I remember that huge Mac lab you see behind you running SETI at home, as we were in the top 20 or so for a while
If you guys are reading this, glad to hear you're going strong.
--Jay Bonci (summer of 1999, 2000, Mac Office Core)
Also, even if Office goes away for Mac I don't think its going to be much a problem. OpenOffice is making great strides, I have had several clients switch to OpenOffice and save thousands of dollars as opposed to going to Office 2003. Most of my clients don't need anything other than a word processor and spread sheet on most of their desktops.
On the other note, of my clients, the video production folks are buying macs in droves and spending an average of $7000 a peice for them. Why? Final Cut Pro is the defacto small shop editing software for video production companies. Even major motion pictures are being edited on the machines and that market's not going away so long as Apple continues producing excellent software.
Furthermore, there is something going on your not reading about much: The rest of the world is going to LINUX as their OS of choice. Microsoft maybe able to bribe some back to their side, but largely, I think the desktop market over the next five years outside of the United States is going to Linux. I also see some larger companies going to Linux as well as soon as a clear defacto desktop enviroment emerges.
Discovered this while working and studying in Germany. The german college I attended for a semester had two Linux labs and one Windows XP lab. The students spent more time usually typing up papers in StarOffice on SuSE Linux than in MS office and Windows.
Mac and BSD dying threads just aren't true. I switched myself from Linux to Mac about two years ago and never looked back. So far I have been very impressed with my iBook and now Powerbook.
"The problem with socialism is eventually you run out of other people's money" - Thatcher.
Firstly, internally, Microsoft uses SQL Server and Exchange pretty much exclusively for their respective purposes (for both development and enterprise). Exchange is perfectly capable of handling all of microsoft's employee's email around the globe.
Secondly, if there are no MS products in use at Sun, how do you recon they develop and test their Java software?
The argument against this which I have heard in the past is that Access relies heavily on backend DLLs shipped as part of the Windows OS, and hence would require more work to port to Mac than the other Office apps.
Having said that, I've never been convinced of this argument, as the same is true of IE, but of course that didn't stop a Mac version of IE being developed.

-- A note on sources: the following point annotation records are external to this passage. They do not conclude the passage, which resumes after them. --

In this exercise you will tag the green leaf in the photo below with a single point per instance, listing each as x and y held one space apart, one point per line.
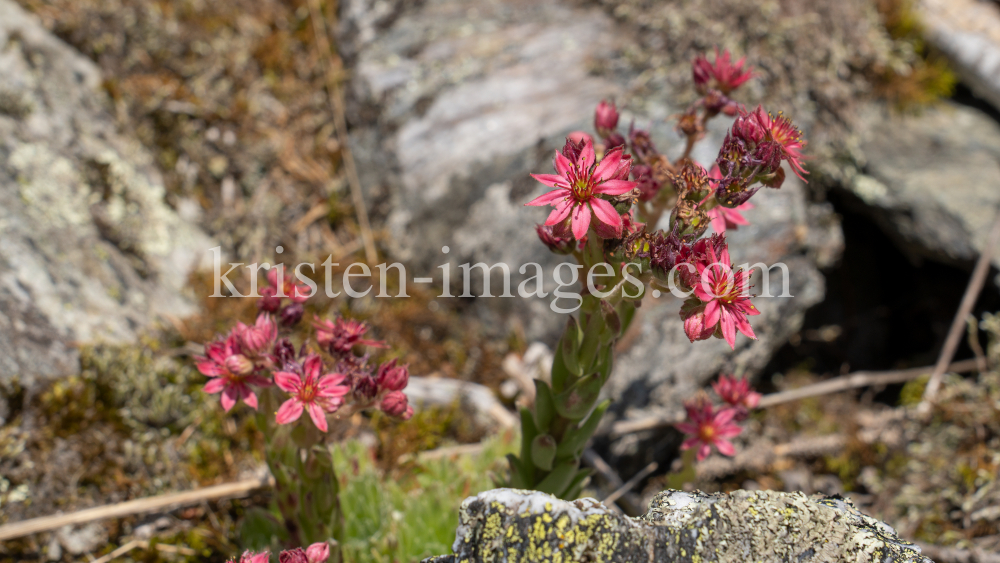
575 402
576 439
561 375
545 408
260 529
543 451
517 480
576 486
559 479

My suspicion has always been that not porting Access is a strategic decision by Micro$oft to keep the SME market away from Macs - I have absolutely no evidence for that, I just haven't heard a better competing theory.

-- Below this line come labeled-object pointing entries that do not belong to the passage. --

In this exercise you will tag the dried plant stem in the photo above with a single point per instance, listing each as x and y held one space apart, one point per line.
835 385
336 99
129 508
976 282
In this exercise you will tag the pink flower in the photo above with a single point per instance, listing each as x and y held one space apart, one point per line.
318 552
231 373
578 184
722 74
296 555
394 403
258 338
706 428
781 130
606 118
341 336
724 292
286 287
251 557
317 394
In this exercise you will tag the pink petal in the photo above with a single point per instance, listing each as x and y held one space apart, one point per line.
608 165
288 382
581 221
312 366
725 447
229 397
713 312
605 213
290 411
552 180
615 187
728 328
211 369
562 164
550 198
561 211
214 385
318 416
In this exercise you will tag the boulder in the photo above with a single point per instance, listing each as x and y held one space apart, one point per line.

I haven't seen an article yet about the MS Linux Business Unit programmers.
Oh, wait. That's because the Microsoft Linux Business Unit has no programmers - just a legal staff, and they are outsourced to some company based in Utah.
First of all, are we talking about laptops, desktops or workstations? If you are comparing a desktop (P4 eMachine with onboard video and shared ram) versus a Dual G5, then you are comparing a bottom of the barrel desktop versus a workstation. Are we talking about special Dell deals or regular retail prices? Apple is very competitive with laptops from a price/performance/feature standpoint in the "retail" segment. You cannot compare some stripped down dell laptop with a special online coupon against a retail priced pbook. They are not even in the same category. The are also competive in the workstation market when compared against a similar spec Dual Xeon.
Jesus was a compassionate social conservative who called individuals to sin no more.